Search code examples
dataframeapache-sparkpysparkaws-gluepyspark-pandas

PySpark: Groupby within groups and display sum in separate fields based on certain values


I have a dataframe which contains Company name, EmpId, Bonus & Salary.

COMPANY EMPID BONUS SALARY
APPLE 1234 No 5
APPLE 1235 No 7
GOOGLE 6786 Yes 6
GOOGLE 6787 No 5
GOOGLE 6788 No 6
TARGET 9091 Yes 4
TARGET 9092 Yes 1
TARGET 9093 Yes 9
TARGET 9094 No 2
TARGET 9094 Yes 4

I want to group by Company name regardless of EmpIds and create 2 different columns which will display total sum of Bonus & salary received by company.

Expected output:

COMPANY TOT_AMT_NO_BONUS TOTAL_BONUS
APPLE 12 0
GOOGLE 11 6
TARGET 2 18

Tried with groupBy, Aggregate & Sum but not getting results as expected. Appreciate if someone can help.

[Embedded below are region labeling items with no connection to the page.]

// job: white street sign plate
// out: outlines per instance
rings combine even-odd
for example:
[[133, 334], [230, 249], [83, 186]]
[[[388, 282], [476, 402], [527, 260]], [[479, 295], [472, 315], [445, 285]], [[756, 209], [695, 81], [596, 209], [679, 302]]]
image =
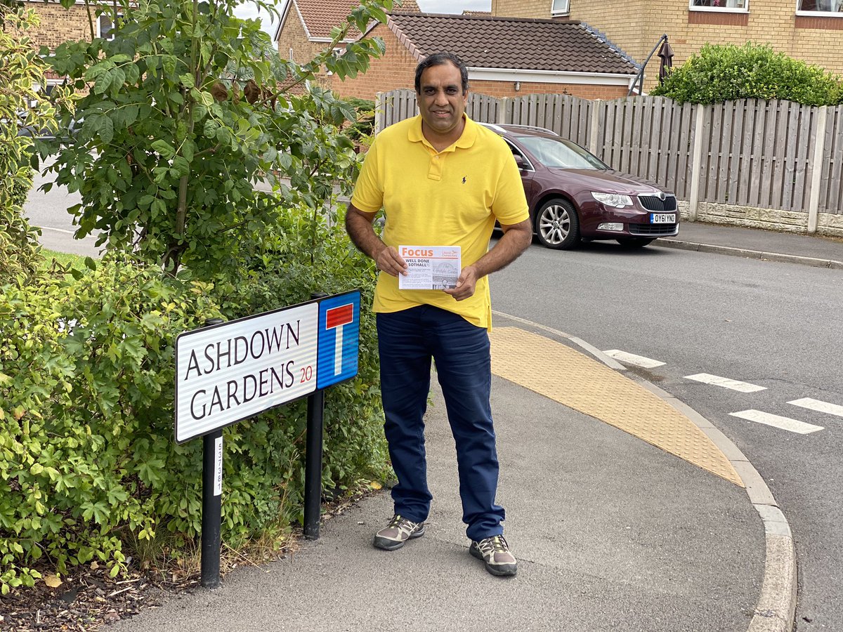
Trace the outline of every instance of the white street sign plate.
[[180, 334], [176, 442], [313, 393], [319, 315], [308, 303]]

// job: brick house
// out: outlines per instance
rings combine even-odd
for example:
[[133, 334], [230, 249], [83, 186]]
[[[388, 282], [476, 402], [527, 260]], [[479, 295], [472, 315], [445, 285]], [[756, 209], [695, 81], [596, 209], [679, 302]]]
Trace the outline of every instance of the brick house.
[[439, 51], [459, 55], [475, 93], [495, 97], [567, 93], [585, 99], [626, 96], [637, 67], [622, 51], [576, 21], [393, 13], [366, 36], [381, 37], [384, 57], [356, 78], [336, 80], [344, 97], [412, 88], [416, 66]]
[[[840, 0], [491, 0], [496, 16], [577, 19], [608, 34], [643, 62], [663, 34], [680, 65], [703, 44], [770, 44], [776, 51], [843, 73]], [[836, 42], [836, 43], [835, 43]], [[654, 60], [654, 61], [653, 61]], [[658, 58], [647, 67], [644, 88], [655, 85]]]
[[[40, 19], [39, 26], [27, 31], [27, 35], [37, 46], [46, 46], [51, 50], [68, 40], [91, 40], [90, 24], [94, 23], [94, 36], [107, 37], [111, 29], [111, 20], [108, 15], [97, 17], [95, 3], [90, 4], [91, 15], [83, 2], [78, 0], [70, 8], [62, 7], [57, 0], [22, 0], [25, 8], [35, 9]], [[47, 73], [47, 88], [58, 83], [62, 78], [54, 73]]]
[[[298, 63], [310, 61], [330, 43], [331, 29], [341, 24], [358, 3], [356, 0], [287, 0], [273, 36], [278, 54]], [[416, 0], [402, 0], [402, 10], [417, 12], [419, 8]], [[342, 41], [352, 42], [358, 37], [360, 31], [352, 27]], [[330, 86], [326, 73], [317, 80]]]

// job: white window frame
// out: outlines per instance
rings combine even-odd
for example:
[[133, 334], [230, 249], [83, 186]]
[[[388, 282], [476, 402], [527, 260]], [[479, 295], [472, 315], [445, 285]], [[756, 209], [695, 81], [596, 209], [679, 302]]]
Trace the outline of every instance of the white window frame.
[[[726, 6], [731, 3], [737, 3], [740, 0], [720, 0], [720, 3], [723, 6], [721, 7], [700, 7], [695, 6], [694, 3], [695, 0], [688, 0], [688, 10], [689, 11], [710, 11], [712, 13], [749, 13], [749, 0], [744, 0], [744, 3], [746, 5], [744, 7], [728, 7]], [[797, 0], [798, 1], [798, 0]]]
[[[565, 4], [565, 8], [555, 8], [557, 3]], [[568, 15], [571, 13], [571, 0], [550, 0], [550, 16], [556, 18], [559, 15]]]
[[[833, 1], [833, 0], [832, 0]], [[822, 0], [818, 0], [818, 2], [822, 2]], [[796, 14], [797, 15], [807, 15], [812, 18], [843, 18], [843, 2], [840, 3], [836, 11], [803, 11], [799, 8], [802, 4], [801, 0], [797, 0], [796, 2]]]
[[[111, 13], [99, 13], [99, 15], [97, 16], [97, 37], [102, 37], [103, 36], [102, 35], [102, 32], [103, 32], [103, 23], [102, 23], [102, 20], [103, 20], [103, 18], [108, 18], [109, 21], [110, 21], [110, 19], [111, 19]], [[117, 13], [117, 19], [123, 19], [123, 14], [122, 13]], [[115, 38], [115, 31], [116, 31], [116, 29], [115, 28], [115, 24], [111, 24], [111, 29], [109, 30], [109, 34], [111, 36], [110, 37], [106, 37], [106, 38], [104, 38], [104, 39], [107, 40], [108, 41], [111, 41]]]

Thanks in advance.


Solution

  • You can groupby company, pivot on bonus, and sum salary, then fill any null entries with 0:

    sparkDF.groupby('COMPANY').pivot('BONUS').sum('salary').withColumnRenamed(
        'No', 'TOT_AMT_NO_BONUS',
    ).withColumnRenamed(
        'Yes', 'TOTAL_BONUS'
    ).fillna(
        value=0, subset=['TOT_AMT_NO_BONUS','TOTAL_BONUS']
    )
    
    +-------+----------------+-----------+
    |COMPANY|TOT_AMT_NO_BONUS|TOTAL_BONUS|
    +-------+----------------+-----------+
    |  APPLE|              12|          0|
    | TARGET|               2|         18|
    | GOOGLE|              11|          6|
    +-------+----------------+-----------+